La principale force de cette formule réside en son universalité. Dans la mesure où le dénominateur commun de tous nos accomplissements demeure le « soi », attendre tout de soi-même resitue l’individu au cœur de son existence, il est le maître de ses agissements et à ce titre la seule et unique source d’une éventuelle déception. Quel est l’intérêt d’un tel recentrement ? N’y a-t-il pas un caractère quelque peu masochiste à penser que le seul sujet haïssable est le soi ? Attendre tout de soi-même, c’est goûter à la nécessité d’avoir confiance en ses propres velléités et donc développer une inclination à la prise d’initiative. C’est en outre se protéger des méfaits de l’expectative : pas de place pour l’interprétation ou la machination si l’on n’attend rien des autres. C’est, enfin, l’occasion de savourer les bonnes surprises en tant que telles et non comme le fruit d’attentes galvaudées, éloignant de la sorte tout espoir déçu.

C’est un véritable appel à la tempérance qui nous est ici proposé, dans une double optique de plein investissement de ses capacités et d’évitement de la souffrance. Cet avertissement face aux faux-semblants, aux impressions factices et autres trompe-l’œil sentimentaux sonne le glas des déceptions qui affligent, des trahisons qui détruisent, des ruptures qui attristent. Il s’apparente à un rempart contre les tumultes de la contingence, rappelant à chacun qu’il est et restera le seul et unique guide de sa vie. Là repose une immuable conviction : ce qui atteint mes affects ou mes ambitions ne provient pas nécessairement de moi, je ne peux ni m’extirper du réel ni échapper à ma nature sensible, mais je reste l’absolu souverain de mon indépendance. Et il y a, quoi qu’on en dise, un degré de jouissance non négligeable à accomplir cette autonomie.

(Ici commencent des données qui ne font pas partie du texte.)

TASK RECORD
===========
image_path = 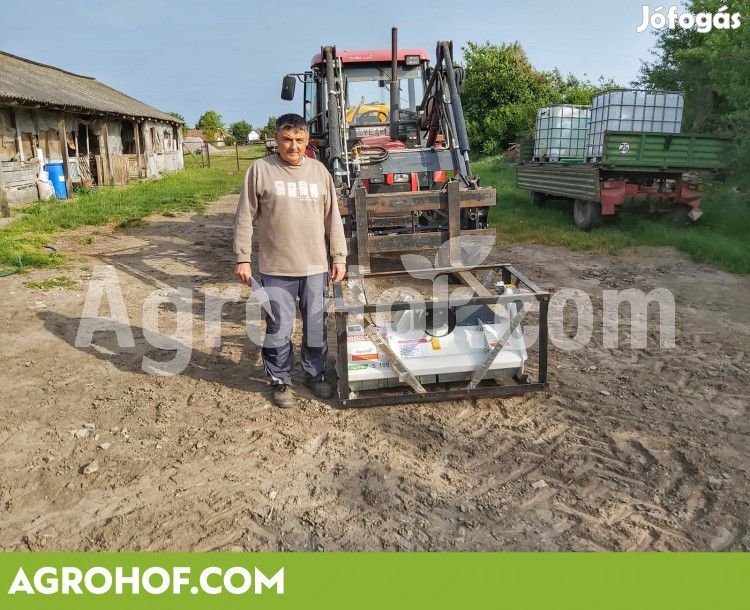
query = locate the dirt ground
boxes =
[0,197,750,551]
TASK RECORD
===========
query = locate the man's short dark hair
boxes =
[276,112,307,133]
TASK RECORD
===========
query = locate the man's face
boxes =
[276,128,310,165]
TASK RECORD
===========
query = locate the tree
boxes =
[461,42,615,154]
[229,121,253,144]
[169,112,188,137]
[634,0,750,186]
[195,110,224,142]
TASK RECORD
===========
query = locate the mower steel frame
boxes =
[332,264,550,407]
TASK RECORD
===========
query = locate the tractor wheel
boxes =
[573,199,604,231]
[531,191,547,208]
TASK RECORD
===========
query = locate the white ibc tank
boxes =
[586,89,685,162]
[534,104,591,161]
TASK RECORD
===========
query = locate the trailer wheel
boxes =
[573,199,604,231]
[531,191,547,208]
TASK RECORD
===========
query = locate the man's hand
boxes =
[234,263,252,284]
[331,263,346,284]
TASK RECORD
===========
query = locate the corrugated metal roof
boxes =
[0,51,182,124]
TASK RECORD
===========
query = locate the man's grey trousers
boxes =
[261,273,328,385]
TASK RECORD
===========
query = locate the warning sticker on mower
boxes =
[398,338,432,358]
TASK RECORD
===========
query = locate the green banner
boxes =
[0,553,750,610]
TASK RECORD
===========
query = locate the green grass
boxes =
[23,275,77,290]
[0,146,264,272]
[474,157,750,273]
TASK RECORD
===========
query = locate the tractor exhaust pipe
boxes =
[390,28,401,140]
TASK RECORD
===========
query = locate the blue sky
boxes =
[0,0,657,125]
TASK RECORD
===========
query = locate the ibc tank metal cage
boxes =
[586,89,685,163]
[533,104,591,163]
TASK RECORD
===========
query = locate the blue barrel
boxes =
[44,163,68,199]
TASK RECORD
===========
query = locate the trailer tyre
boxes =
[531,191,547,208]
[573,199,604,231]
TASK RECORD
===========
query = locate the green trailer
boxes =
[516,131,728,230]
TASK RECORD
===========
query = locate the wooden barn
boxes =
[0,51,183,216]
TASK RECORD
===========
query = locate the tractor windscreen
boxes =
[344,66,424,125]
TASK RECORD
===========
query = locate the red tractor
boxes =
[281,28,495,270]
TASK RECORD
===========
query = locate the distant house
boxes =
[0,51,183,215]
[186,129,227,146]
[185,129,206,141]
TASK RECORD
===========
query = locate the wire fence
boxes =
[182,140,266,171]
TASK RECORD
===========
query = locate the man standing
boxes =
[234,114,346,407]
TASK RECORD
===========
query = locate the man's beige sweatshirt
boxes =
[234,155,346,277]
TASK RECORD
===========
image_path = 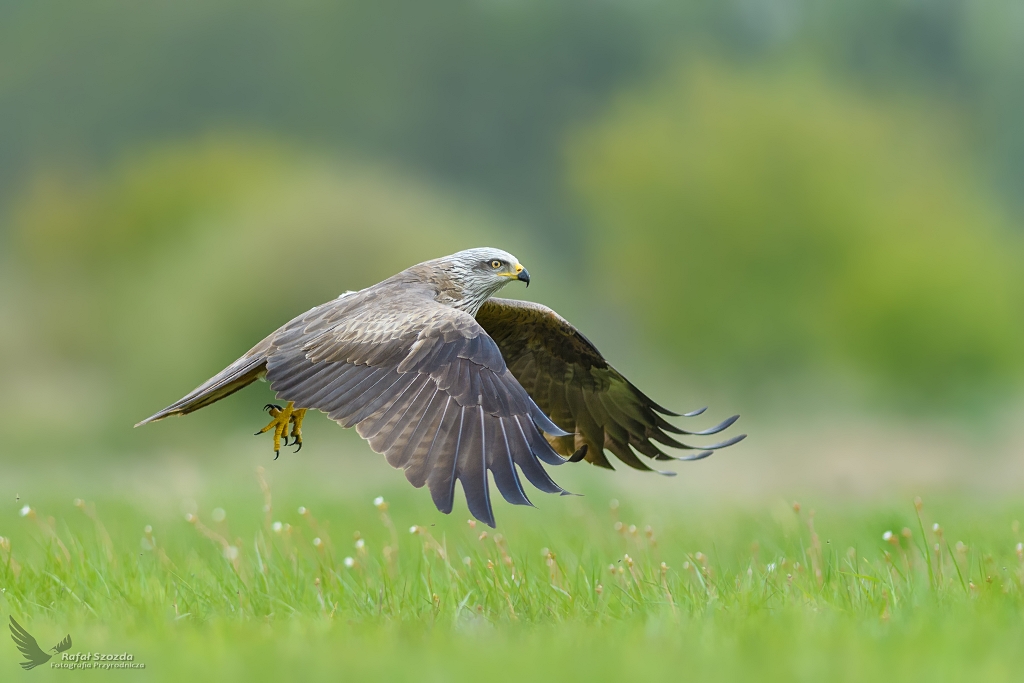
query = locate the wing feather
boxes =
[476,299,745,471]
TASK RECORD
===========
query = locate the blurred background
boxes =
[0,0,1024,497]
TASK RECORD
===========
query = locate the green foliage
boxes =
[569,63,1024,405]
[0,136,536,445]
[0,482,1024,681]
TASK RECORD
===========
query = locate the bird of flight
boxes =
[9,616,71,671]
[136,248,745,526]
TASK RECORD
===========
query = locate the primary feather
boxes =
[139,249,743,526]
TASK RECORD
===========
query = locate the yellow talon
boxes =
[256,400,306,460]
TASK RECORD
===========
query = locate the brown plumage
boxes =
[139,249,743,526]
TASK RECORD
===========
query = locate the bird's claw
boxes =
[256,401,306,460]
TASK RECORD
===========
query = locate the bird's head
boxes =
[439,247,529,312]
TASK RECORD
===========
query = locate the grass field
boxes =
[0,450,1024,681]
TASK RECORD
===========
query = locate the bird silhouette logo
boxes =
[10,616,71,671]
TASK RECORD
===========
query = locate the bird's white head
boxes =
[437,247,529,315]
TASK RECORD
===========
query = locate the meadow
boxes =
[0,450,1024,681]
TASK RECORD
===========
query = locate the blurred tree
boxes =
[569,63,1024,405]
[0,136,557,445]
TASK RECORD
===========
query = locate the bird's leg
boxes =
[289,403,306,453]
[256,401,294,460]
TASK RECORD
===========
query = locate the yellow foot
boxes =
[256,401,306,460]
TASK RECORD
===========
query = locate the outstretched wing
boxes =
[476,299,745,474]
[265,284,585,526]
[53,633,71,652]
[10,616,50,671]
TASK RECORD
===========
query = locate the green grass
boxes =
[0,464,1024,681]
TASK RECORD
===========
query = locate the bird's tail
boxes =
[135,347,266,427]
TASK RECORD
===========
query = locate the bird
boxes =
[9,616,71,671]
[135,248,745,527]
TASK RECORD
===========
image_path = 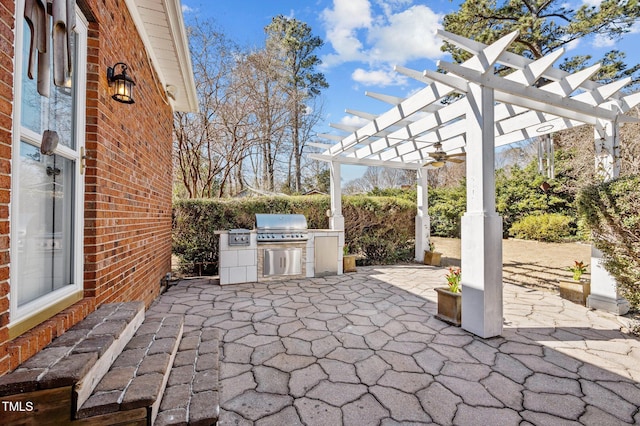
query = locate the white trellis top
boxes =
[310,31,640,169]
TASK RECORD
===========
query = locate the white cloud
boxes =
[321,0,371,66]
[322,0,443,73]
[340,115,369,128]
[582,0,602,7]
[369,6,442,64]
[592,34,616,47]
[564,38,580,52]
[351,68,406,87]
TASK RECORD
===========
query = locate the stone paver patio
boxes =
[148,265,640,426]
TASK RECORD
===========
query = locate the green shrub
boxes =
[173,195,416,275]
[429,181,467,238]
[509,213,574,242]
[578,175,640,308]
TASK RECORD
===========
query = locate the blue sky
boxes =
[182,0,640,180]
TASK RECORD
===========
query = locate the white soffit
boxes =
[125,0,198,112]
[310,31,640,169]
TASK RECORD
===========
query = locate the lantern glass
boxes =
[107,63,136,104]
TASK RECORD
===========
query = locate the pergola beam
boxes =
[310,31,640,337]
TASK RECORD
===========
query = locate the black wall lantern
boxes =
[107,62,136,104]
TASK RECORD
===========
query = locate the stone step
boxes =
[155,328,220,426]
[77,316,184,424]
[0,302,145,422]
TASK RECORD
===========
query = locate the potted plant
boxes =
[342,244,357,272]
[424,242,442,266]
[435,268,462,327]
[558,260,591,305]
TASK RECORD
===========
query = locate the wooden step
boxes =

Cet avertissement n’est pas morale, mais philosophie, pour absoudre, et s’épargner l’amertume âcre qui nous submerge lorsque nous découvrons que nous nous sommes trompés à propos de quelqu’un. À Shakespeare on laissera le mot de la fin : « Je me sens toujours heureux, savez vous pourquoi ? Parce que je n’attends rien de personne. Les attentes font toujours mal, la vie est courte ».